The long-awaited redevelopment of Sooke’s Evergreen Mall has begun.
It’s been a long road to get to this point since a fire gutted a two-storey building at the 6660 Sooke Rd. shopping mall in 2013.
The property was first cleared and left vacant (used as a parking lot) until the owners, Partners REIT, pitched redevelopment plans in 2017. Those plans included a 6,400 square foot single-storey commercial building adjacent to the B.C. Liquor Store.
But those plans fell by the wayside as, in 2018, Partners REIT divested itself of its western Canadian properties and ownership passed to Ontario-based real-estate development trust, Skyline REIT.

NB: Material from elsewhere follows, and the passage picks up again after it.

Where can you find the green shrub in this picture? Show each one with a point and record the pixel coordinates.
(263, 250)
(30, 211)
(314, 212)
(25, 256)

“We are moving ahead with our development now and we expect to be finished by the early Spring of 2020,” said company president Gordon Driedger.
“The only tenants that we are prepared to reveal at this time is Tim Hortons, but I’m confident that this development will be a great boost to Sooke.”
In an ironic twist, Sooke’s Evergreen Centre first steps toward the planned mall expansion came with the removal of a series of–you guessed it–evergreens.
The four large Douglas Fir trees, estimated by one tree faller at about 50 years of age, were located at the entrance to the mall and had provided a singular profile to the municipality’s main street.
“It was necessary to take those trees out, but there will be considerable landscaping done as part of this development so, in the long run, there will be many more trees and plants brought in than what we’ve removed,” said Driedger.
Crews from Tomohawk tree service arrived early Monday morning and taped off a significant portion of the entry to the mall before setting to work limbing the four largest trees at the entrance to the mall as well as a group of about a dozen smaller trees on an adjacent roadway.
By noon, a half dozen of the larger trees were denuded and the first of the towering conifers were sent crashing to the ground.
Aaron Gray, the owner of Tomahawk Tree Service was on hand to supervise the felling of the trees and acknowledged that the removal of large trees in an urban centre was hazardous work.
“We have a lot of safety protocols in place and we’re taking every precaution for the safety of passers-by and our staff,” said Gray.
“This can be very dangerous work, but safety is always our primary concern.”
It was expected that all the trees would be down and cleared away by the end of the day.